Ms Sturgeon had planned to fight the next general election as a de facto referendum on Scottish independence, but her exit now raises questions about the immediate future of the cause itself.
But she vowed to continue as an MSP on the backbenches at Holyrood and said her life-long cause of independence is “being won”.
Ms Sturgeon refused to answer questions about whether she had been interviewed – or expects to be questioned – in a police inquiry into £600,000 of party funds raised from members to fight an independence campaign.
Prime Minister Rishi Sunak thanked Ms Sturgeon for her “long-standing service”, while his Scottish Secretary, Alister Jack, said Ms Sturgeon had been a “formidable politician”.
But Mr Jack added: “Her resignation presents a welcome opportunity for the Scottish Government to change course, and to drop its divisive obsession with independence.
“I want to see a Scottish Government that works hand-in-hand with the UK Government to realise our full potential as a country.”

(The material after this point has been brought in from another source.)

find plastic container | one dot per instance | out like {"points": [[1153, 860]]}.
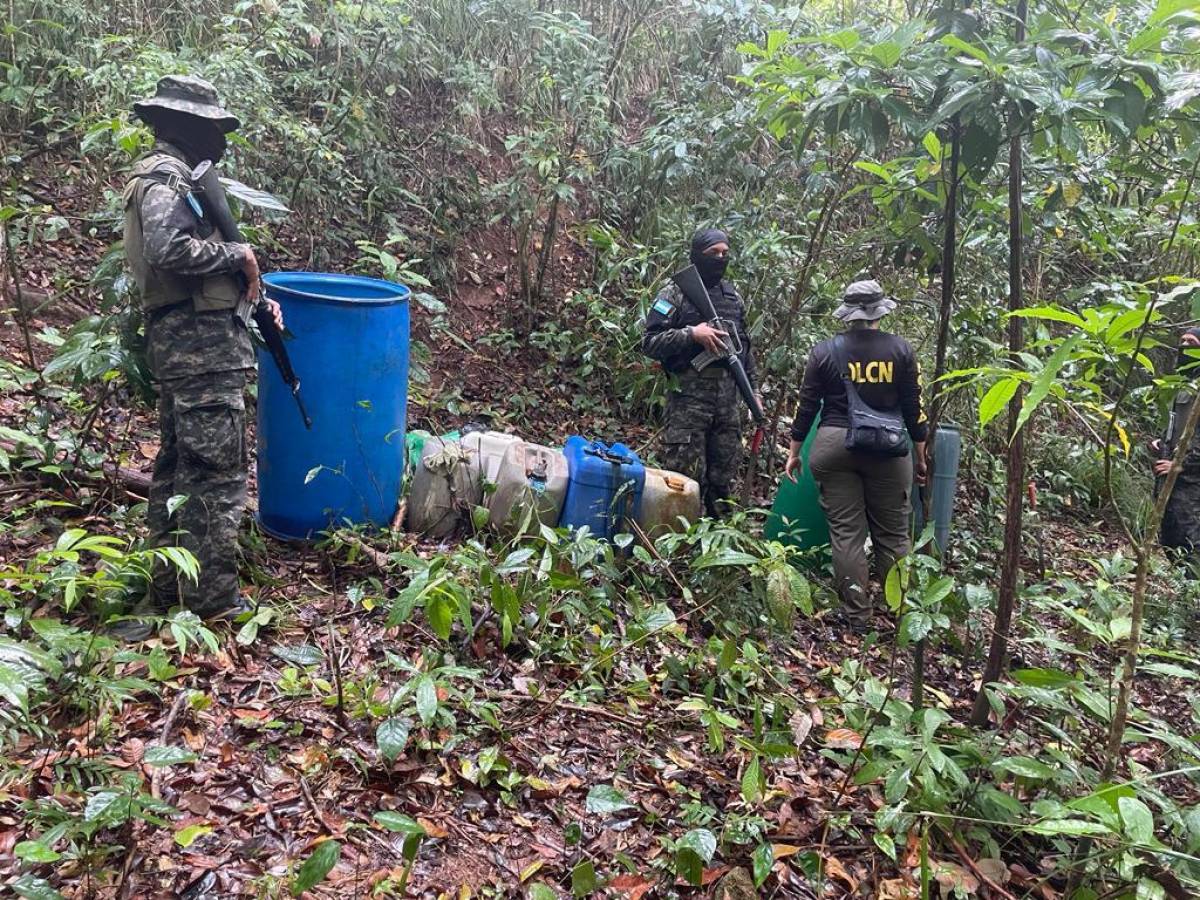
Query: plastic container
{"points": [[531, 483], [796, 516], [486, 450], [348, 341], [947, 455], [605, 486], [443, 489], [667, 497], [414, 443]]}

Sir Keir Starmer will also be closely following the next steps as the rise of the SNP to the detriment of Labour has played a role in keeping the party out of power in Westminster.

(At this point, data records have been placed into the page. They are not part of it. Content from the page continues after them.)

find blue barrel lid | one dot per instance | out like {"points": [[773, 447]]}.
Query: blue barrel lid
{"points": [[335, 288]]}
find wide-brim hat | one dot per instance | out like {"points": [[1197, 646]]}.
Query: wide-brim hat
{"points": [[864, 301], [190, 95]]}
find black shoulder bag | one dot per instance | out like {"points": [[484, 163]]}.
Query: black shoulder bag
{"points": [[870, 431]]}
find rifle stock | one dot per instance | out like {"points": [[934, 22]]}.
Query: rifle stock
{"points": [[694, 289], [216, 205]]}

Ms Sturgeon indicated she will continue as a backbencher “until, certainly, the next election” for Holyrood, which is due in 2026.
She described being First Minister as “the privilege of my life”, adding: “Nothing, absolutely nothing, I do in future will ever come anywhere close.”
Among those paying tribute to Ms Sturgeon was her potential successor, and current Scottish Health Secretary, Humza Yousaf, who said he was “gutted” to see her standing down.
However, SNP MP Joanna Cherry, who has clashed with Ms Sturgeon particularly over gender issues, called for “reform and healing” in their party.
“Our party needs a leadership election that is about policies and not personalities,” she said.
“We must restore the SNP’s tradition of internal party democracy, open respectful debate and intellectual rigour, and we must also put the welfare of everyone living in Scotland back at the heart of our endeavours.”
Potential candidates to succeed Ms Sturgeon include External Affairs Secretary Angus Robertson, Secretary for Finance and Economy Kate Forbes, and deputy first minister John Swinney.
It is understood the SNP national executive committee will meet soon to discuss a timetable for the leadership election.
After the appointment of a new leader, MSPs will be asked to vote for a new First Minister, with the agreement between the SNP and the Scottish Greens enough to secure their victory.
Former prime ministers Theresa May and Gordon Brown paid tribute to Ms Sturgeon, with Conservative Mrs May saying: “We disagree on many issues but I’d like to thank you Nicola Sturgeon for your long, tireless service to our country and for the professional relationship we maintained as leaders.
“I can assure you that there is plenty of scope to contribute from the backbenches.”